In the first book, we got a lot of wrestling stories and we also saw a lot of Hulk's life glossed over and certain events minimised to a great extent. Admittedly the book was written with the backing of the WWE so there was limits to what could be written.
In his latest book, we see very little wrestling discussion and much more of a real look at Terry Bollea the man rather than Hulk Hogan the wrestler.
Hulk has had a bad last few years with the injuries from his career starting to take a greater toll on him, his son being involved in a major car wresck that left his friend permanently injured and sent Hulk's son to jail for 8 months. There was Hulk's divorce and the subsequent financial punishment that he faced with the divorce and the lawsuits coming from the car accident.

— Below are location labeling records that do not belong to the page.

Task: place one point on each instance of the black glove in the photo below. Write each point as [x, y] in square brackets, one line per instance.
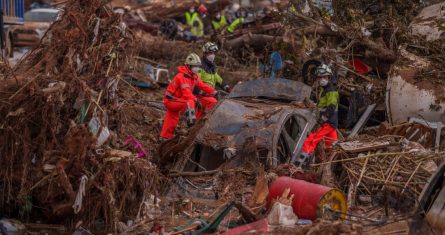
[227, 88]
[322, 119]
[197, 91]
[198, 105]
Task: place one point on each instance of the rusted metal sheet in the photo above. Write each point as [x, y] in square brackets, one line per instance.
[432, 201]
[259, 121]
[283, 89]
[415, 132]
[236, 124]
[407, 98]
[359, 146]
[428, 22]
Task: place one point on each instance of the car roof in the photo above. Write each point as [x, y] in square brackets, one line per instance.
[282, 89]
[46, 10]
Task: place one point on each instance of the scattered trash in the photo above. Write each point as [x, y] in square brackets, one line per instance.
[311, 201]
[282, 215]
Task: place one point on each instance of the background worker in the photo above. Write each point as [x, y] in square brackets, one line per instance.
[208, 72]
[219, 21]
[327, 105]
[190, 16]
[179, 96]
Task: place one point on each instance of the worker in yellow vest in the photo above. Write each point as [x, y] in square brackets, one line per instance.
[190, 16]
[197, 29]
[219, 21]
[240, 14]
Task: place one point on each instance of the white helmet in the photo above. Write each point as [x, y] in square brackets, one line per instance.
[210, 47]
[193, 59]
[235, 7]
[323, 70]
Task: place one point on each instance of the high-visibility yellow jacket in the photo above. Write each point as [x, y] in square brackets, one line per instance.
[190, 17]
[218, 24]
[235, 24]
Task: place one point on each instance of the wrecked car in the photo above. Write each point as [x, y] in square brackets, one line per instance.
[37, 22]
[261, 121]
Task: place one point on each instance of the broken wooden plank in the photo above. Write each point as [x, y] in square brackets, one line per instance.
[358, 146]
[362, 121]
[438, 133]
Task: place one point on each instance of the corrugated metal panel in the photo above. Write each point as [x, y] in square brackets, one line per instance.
[13, 11]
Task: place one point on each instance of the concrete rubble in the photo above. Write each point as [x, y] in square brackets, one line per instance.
[82, 112]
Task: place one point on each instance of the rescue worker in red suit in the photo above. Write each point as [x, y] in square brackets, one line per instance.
[327, 105]
[186, 92]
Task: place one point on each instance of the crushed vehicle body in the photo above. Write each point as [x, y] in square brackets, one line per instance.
[261, 121]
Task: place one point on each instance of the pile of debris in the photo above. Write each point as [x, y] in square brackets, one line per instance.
[58, 111]
[385, 170]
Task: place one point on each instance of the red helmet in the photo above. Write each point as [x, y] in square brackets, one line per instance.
[202, 9]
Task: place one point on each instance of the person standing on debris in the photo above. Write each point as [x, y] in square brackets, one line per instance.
[327, 105]
[179, 96]
[208, 73]
[190, 16]
[219, 21]
[197, 24]
[237, 22]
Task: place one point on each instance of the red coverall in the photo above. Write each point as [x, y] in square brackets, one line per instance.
[179, 93]
[325, 132]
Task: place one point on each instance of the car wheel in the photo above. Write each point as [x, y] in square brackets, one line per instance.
[9, 47]
[308, 71]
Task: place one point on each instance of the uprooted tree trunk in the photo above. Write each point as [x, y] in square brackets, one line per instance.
[376, 48]
[253, 40]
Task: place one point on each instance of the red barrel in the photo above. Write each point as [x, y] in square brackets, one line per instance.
[310, 200]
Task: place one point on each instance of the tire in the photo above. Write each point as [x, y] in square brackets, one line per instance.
[9, 47]
[308, 71]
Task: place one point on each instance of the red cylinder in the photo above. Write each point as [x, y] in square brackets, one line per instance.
[309, 199]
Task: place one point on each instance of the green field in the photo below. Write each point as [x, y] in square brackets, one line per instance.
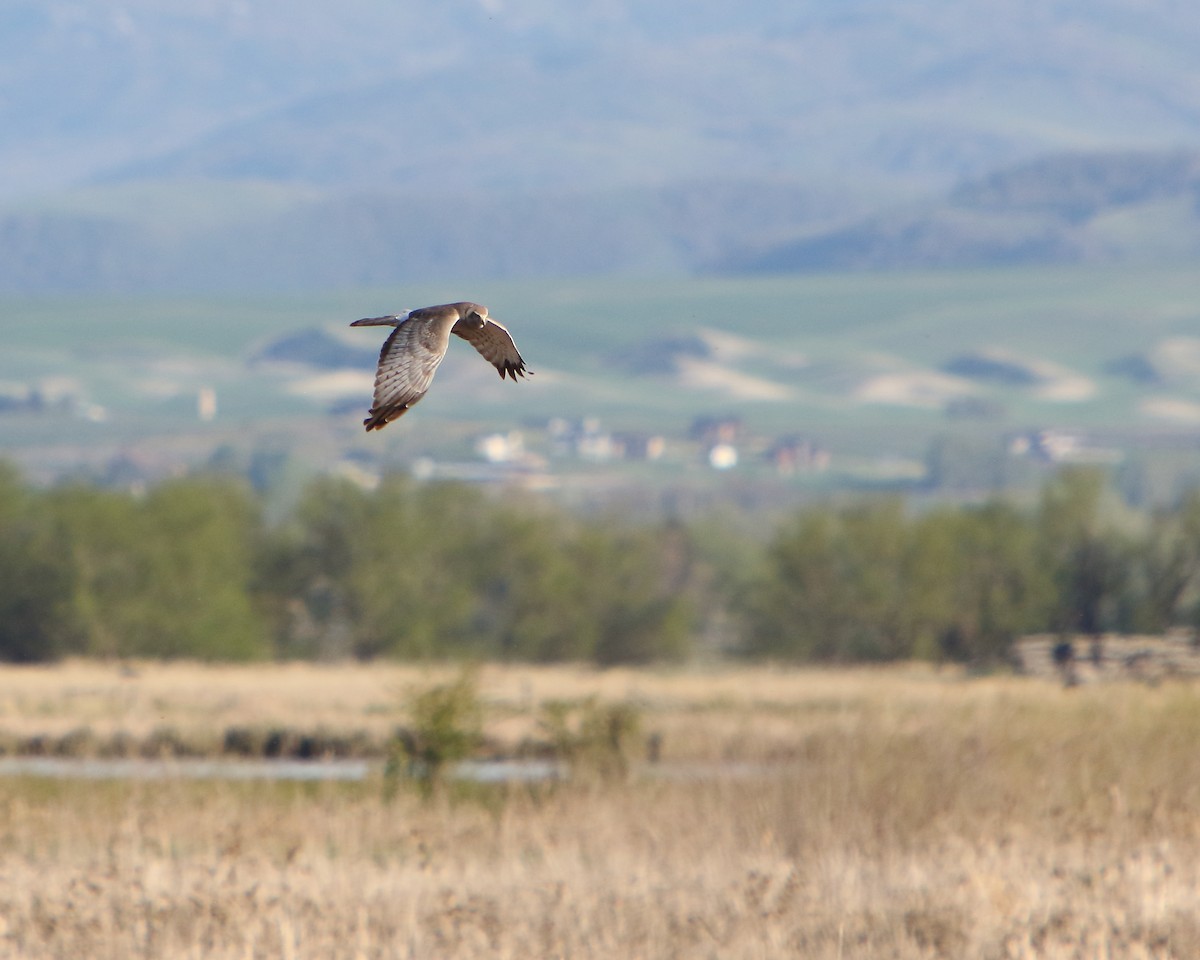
[853, 361]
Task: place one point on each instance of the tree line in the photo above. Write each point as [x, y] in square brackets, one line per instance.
[195, 568]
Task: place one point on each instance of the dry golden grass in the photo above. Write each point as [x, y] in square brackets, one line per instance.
[898, 814]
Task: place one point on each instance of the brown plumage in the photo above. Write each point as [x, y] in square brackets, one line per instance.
[411, 355]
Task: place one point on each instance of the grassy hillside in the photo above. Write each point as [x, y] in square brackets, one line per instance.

Hulk was a nearly beaten man by 2007.
In this book, Hulk tells us of his feelings leading into his issues and then how he slowly but surely climbed out from the troubles to become a better man. He sets the story straight on the rumours that were circulating about him and his conduct in the last few years.
Has he glossed over some things? Maybe, maybe not, but considering the amount of things that he discusses in this book (drugs, marital infidelity allegations, thoughts of suicide etc), he hasn't left many stones unturned at all.
This is a far better book than the rather ordinary 2003 book. Hogan lets it all out in My Life Outside the Ring and one gets the feeling that you have read a quality book.